C’est vers la fin des années 70, au moment où la chanson kabyle était un moyen de revendication que Meziane Attar, encore jeune scout, s’était lancé dans la lignée des chanteurs de son temps tels Lounis Ait Menguellat, Aït Meslayène, Amar Koubi, Mouloud Habib et bien d’autres. Tout comme les débutants, il commença à jouer de la guitare dans son village avec des amis. Peu à peu, la musique et surtout les paroles coulèrent dans ces veines. Après avoir appris beaucoup de choses dans le domaine de la chanson et notamment en animant des fêtes familiales (mariages et circonscription), celui qui deviendra plus tard Aghilas passa à la composition. C’est en 1983 qu’il réalisa son premier succès “Thamaghra Oughilas” connu et chanté dans toutes les fêtes en dépit de la mauvaise qualité du produit à cause du mauvais enregistrement. Chantant uniquement pour s’exprimer et parler de la société dans laquelle il vivait, ce chanteur généreux continua sa lancée en enregistrant d’autres produits.

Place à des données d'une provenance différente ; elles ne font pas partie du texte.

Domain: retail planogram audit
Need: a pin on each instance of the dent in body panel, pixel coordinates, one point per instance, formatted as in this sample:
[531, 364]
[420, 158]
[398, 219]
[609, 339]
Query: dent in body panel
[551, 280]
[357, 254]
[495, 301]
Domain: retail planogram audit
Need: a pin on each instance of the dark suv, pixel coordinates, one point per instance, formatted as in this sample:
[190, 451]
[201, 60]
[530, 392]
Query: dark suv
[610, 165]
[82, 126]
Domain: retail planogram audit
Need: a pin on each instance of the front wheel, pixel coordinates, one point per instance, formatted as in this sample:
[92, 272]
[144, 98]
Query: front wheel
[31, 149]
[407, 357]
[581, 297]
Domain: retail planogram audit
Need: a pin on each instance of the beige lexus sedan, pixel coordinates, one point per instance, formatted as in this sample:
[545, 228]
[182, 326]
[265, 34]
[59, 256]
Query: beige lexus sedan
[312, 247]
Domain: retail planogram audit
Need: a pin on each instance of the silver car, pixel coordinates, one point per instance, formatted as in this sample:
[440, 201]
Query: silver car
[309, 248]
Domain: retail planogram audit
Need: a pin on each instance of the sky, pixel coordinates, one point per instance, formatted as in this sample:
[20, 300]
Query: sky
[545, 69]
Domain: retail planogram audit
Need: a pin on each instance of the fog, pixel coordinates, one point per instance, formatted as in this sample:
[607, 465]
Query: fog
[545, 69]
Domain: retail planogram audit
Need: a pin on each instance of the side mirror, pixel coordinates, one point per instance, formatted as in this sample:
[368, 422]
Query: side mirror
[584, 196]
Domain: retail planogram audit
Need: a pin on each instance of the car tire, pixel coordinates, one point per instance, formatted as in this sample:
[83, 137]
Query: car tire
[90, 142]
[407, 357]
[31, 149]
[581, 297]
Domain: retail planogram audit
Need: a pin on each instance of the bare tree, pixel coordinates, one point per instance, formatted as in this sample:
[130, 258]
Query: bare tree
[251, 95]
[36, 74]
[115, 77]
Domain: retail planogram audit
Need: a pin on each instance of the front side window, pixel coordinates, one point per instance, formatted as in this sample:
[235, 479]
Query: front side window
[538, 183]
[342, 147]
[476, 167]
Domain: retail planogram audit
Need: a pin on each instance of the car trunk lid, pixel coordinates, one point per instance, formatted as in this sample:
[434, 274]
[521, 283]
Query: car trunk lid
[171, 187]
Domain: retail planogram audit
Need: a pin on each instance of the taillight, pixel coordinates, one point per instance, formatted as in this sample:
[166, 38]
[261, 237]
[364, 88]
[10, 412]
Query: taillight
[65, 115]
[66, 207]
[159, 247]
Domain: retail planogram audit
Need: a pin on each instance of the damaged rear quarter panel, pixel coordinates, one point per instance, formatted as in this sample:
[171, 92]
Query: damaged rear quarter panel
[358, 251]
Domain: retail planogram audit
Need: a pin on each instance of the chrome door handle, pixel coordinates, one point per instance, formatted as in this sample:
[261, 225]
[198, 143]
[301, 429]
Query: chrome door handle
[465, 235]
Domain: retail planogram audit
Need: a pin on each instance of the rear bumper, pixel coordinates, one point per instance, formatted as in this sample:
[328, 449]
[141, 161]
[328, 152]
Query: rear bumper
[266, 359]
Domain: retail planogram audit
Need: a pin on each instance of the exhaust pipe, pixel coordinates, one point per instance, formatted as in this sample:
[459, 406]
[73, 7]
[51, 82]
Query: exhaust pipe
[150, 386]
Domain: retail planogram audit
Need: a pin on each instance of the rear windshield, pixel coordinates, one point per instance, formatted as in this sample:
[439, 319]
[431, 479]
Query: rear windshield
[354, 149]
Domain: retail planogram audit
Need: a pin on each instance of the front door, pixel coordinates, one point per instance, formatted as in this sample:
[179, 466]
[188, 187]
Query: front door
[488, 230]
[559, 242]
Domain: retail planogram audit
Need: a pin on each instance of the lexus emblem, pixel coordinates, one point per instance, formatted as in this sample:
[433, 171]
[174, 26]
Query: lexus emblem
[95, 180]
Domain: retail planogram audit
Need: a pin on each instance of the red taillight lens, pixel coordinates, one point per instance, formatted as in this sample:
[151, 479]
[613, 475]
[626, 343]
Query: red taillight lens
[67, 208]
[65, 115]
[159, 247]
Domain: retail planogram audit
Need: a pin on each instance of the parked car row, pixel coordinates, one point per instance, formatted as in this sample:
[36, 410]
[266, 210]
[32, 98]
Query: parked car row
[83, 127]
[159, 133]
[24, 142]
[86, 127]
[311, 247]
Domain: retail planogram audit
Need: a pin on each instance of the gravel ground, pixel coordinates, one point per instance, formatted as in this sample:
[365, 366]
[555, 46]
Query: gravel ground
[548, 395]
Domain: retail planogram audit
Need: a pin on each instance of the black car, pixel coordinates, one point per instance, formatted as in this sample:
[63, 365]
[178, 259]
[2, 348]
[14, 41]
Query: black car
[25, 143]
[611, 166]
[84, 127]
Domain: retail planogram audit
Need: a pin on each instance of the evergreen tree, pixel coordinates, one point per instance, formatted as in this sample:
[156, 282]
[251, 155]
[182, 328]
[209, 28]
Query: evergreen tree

Pour les thèmes traités, Meziane s’intéresse surtout aux problèmes sociaux (misère des gens, soucis de ses concitoyens) sans occulter le côté purement sentimental. Aghilas chanta beaucoup Thauri. Durant les années 80, il réalisa trois cassettes, “c’était les moments de joie et de paix”, nous avait-il dit lors d’un entretien qu’il nous avait accordé. Des chansons comme Twahchagh, Aâyigh, El Muth, Tavrats résonnent toujours dans les oreilles de ses fans. Mais la situation qu’a vécue le pays avec toutes les douleurs ne lui permirent plus de continuer cette œuvre. “Le cœur n’y est pas. C’est trop. On ne peut pas continuer à chanter pendant que des familles sont quotidiennement endeuillées. Je me suis consacré à autre chose dans la discrétion”, avait ajouté l’artiste. Avec le retour de la paix, Aghilas a repris le chemin des studios d’enregistrement surtout grâce aux sollicitations de ces fans. “Pendant l’été dernier, j’ai animé de nombreuses fêtes. Je suis étonné qu’après des années de rupture, le public est venu m’écouter”, nous a-t-il confié, avant de raconter cette anecdote : “Dernièrement, une vieille est venue me solliciter pour animer la circoncision de son petit-fils”. Je lui avais répondu que je ne pouvais pas. Alors, elle me rappela que je devais tenir promesse parce que lors du mariage du père, fête que j’avais animée, j’avais souhaité au marié d’avoir un garçon.
Enfin, j’ai animé cette circoncision. Notre chanteur l’a fait juste pour le plaisir. Dernièrement, Aghilas a finalement enregistré son produit après plus de quinze ans de rupture. Interrogé sur les thèmes de ce prochain CD, Meziane Aghilas nous a dit qu’il n’avait pas changé de ligne : maux sociaux, vie en société et bien sûr l’amour. D’ailleurs, il l’a intitulé : “Simal atsimghouragh thestimghour thayriw”, soit “en même temps que je grandis, mon amour grandit avec moi”. L’artiste est aux anges quand les éditeurs l’appellent pour rééditer son premier tube “Thamaghra Oughilas”. Deux tirages de
2 000 cassettes chacun ibt été déjà écoulés. Des jeunes nés en 1983, dansent aujourd’hui encore au rythme de cette chanson sans connaître son auteur. Meziane Aghilas est surpris chaque jour par ces jeunes.
En définitive, quant un produit est bien travaillé, il ne meurt jamais. Meziane Aghilas promet à ces fans que ce produit, qui sera mis en vente au printemps prochain, ne les décevra pas : au contraire, ils découvriront la maturité du chanteur qui s’est éclipsé pour ne pas blesser ces concitoyens.